Saharan mustard seeds commonly
germinate after the early winter rains, but occasionally they will
germinate after late summer and fall storms, generally after August.
There may be a series of germination events after each storm,
creating a mosaic of plants of different sizes and stages of
development. It may be necessary to revisit the site after each
storm. Also, plants may appear in areas where you may have not seen
It is important to know that
there are similar looking native plants that often co-occur with
Saharan Mustard and an effort should be made to learn the
differences with someone trained in plant identification during a
scheduled training session.
1) Tansy mustard (Descurainia
pinnata) is an annual plant that has very finely divided
gray-green leaves and small yellow four-petaled flowers
producing short club-shaped seed pods.
2) California Mustard (Guillenia
lasiophylla) has tiny white to cream-colored four-petaled
flowers. The leaves (although variable) are usually scalloped or
comb-like and are smooth to the touch. This delicate plant is
somewhat lax and often grows at the base of small shrubs.

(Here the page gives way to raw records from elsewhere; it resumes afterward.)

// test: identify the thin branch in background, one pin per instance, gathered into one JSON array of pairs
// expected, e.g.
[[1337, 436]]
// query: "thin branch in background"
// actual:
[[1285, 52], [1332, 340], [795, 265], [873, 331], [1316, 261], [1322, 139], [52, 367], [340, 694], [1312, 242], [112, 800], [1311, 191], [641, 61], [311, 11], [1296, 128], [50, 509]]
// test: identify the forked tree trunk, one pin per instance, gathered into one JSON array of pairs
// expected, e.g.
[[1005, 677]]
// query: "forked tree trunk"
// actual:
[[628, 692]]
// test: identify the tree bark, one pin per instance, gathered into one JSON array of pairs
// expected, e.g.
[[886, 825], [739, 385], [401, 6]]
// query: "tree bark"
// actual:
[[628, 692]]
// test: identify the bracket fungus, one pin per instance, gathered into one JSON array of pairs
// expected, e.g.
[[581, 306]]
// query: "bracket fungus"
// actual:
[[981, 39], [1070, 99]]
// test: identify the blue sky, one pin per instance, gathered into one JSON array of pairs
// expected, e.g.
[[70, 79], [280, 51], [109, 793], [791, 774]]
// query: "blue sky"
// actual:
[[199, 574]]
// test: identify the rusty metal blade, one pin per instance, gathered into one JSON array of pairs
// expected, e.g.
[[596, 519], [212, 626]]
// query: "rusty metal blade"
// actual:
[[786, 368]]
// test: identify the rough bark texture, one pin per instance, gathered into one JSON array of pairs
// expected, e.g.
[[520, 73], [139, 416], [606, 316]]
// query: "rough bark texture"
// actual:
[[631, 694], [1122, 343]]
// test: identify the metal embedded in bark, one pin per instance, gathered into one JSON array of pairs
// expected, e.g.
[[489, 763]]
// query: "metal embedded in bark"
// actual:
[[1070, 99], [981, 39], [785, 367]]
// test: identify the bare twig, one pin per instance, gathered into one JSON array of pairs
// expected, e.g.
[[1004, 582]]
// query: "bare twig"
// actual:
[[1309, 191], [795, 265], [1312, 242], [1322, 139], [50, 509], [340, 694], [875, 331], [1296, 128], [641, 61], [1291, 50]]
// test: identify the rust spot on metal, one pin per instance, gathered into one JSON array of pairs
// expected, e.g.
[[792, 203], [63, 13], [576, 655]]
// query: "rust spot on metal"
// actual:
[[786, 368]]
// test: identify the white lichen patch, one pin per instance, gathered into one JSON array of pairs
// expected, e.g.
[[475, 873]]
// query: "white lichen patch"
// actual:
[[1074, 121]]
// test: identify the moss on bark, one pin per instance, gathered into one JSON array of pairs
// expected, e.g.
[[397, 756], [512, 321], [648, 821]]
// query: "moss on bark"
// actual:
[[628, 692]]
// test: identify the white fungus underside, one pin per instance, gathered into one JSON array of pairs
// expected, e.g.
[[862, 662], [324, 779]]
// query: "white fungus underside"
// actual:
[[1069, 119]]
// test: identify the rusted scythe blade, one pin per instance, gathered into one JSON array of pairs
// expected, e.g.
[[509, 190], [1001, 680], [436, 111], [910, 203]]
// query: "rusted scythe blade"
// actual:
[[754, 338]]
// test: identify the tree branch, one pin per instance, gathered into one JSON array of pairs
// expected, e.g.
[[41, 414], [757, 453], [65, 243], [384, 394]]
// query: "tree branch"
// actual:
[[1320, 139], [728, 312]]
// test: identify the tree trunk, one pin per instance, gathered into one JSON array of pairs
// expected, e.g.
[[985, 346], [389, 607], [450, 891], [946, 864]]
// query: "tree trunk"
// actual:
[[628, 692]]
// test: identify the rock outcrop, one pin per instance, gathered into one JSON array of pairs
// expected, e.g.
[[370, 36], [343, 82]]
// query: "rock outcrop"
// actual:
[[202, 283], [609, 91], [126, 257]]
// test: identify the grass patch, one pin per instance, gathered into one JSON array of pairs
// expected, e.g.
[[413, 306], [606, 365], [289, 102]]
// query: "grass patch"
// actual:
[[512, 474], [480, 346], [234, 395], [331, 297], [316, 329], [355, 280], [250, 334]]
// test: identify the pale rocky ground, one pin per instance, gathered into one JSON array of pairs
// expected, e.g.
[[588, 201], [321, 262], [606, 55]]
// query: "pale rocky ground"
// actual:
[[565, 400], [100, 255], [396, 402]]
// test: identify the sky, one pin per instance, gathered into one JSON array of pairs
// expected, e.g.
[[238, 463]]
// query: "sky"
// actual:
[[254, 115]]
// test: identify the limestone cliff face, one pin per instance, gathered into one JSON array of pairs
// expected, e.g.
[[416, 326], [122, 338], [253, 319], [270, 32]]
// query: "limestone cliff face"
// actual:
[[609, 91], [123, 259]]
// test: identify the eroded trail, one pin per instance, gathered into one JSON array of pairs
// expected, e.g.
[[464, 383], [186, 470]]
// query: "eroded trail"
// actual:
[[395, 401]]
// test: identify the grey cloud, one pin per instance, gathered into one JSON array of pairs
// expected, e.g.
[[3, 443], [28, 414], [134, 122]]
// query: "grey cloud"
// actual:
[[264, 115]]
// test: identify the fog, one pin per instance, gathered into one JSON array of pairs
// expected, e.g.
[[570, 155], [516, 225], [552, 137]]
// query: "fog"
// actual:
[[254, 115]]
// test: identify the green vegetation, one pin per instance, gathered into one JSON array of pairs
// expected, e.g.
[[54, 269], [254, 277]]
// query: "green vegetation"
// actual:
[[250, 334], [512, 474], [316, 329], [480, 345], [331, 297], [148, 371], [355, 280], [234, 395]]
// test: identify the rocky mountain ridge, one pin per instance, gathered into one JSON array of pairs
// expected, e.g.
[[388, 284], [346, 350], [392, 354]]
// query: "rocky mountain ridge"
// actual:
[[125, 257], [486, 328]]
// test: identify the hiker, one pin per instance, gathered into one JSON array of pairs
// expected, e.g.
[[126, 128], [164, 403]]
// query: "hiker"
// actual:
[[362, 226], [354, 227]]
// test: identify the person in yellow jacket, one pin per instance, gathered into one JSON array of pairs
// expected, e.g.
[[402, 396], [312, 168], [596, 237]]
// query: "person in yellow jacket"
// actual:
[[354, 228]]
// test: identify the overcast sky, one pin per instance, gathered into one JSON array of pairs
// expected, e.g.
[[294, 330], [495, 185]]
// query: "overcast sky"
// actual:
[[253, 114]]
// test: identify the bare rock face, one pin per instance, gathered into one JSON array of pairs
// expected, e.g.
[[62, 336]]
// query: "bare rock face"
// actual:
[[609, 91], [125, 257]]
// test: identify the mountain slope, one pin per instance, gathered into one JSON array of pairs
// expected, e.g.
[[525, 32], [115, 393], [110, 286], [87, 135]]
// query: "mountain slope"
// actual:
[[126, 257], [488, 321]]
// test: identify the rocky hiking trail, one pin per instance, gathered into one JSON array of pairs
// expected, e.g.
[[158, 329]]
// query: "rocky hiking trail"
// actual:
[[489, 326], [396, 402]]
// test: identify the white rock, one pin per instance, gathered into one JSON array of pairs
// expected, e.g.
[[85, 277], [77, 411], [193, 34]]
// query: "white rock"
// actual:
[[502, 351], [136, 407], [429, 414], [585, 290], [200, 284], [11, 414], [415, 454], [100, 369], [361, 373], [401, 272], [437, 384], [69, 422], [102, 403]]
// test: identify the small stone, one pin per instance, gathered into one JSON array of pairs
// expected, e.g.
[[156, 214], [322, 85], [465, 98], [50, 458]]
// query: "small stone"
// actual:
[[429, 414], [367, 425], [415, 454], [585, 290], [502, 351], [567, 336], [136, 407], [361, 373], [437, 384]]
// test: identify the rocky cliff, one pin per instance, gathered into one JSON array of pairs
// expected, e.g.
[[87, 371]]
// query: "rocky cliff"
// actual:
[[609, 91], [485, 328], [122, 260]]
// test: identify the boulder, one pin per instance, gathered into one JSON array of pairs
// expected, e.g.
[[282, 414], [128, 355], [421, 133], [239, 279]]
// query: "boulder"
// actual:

3) False mustard (Camissonia
californica) a native plant in the evening-primrose plant
family that may be mistaken for Saharan Mustard because it has
relatively larger yellow four-petaled flowers. It has scalloped
to toothed leaves that are often red-dotted and are smooth to
the touch. The long seed pods are reflexed down along the axis
of the stem.
You may find photos of the
plants listed above online at Calphotos – plants
homepage browse using the first letter of the scientific name, the
genus name, for example, "C" for Camissonia, then in the next
window, scroll down until you find the two word scientific name Camissonia californica
on the list and click on that.
Incidentally, the common name False Mustard does not occur on the
common name list. There may be several common names for a plant,
therefore it’s better to browse using the scientific name.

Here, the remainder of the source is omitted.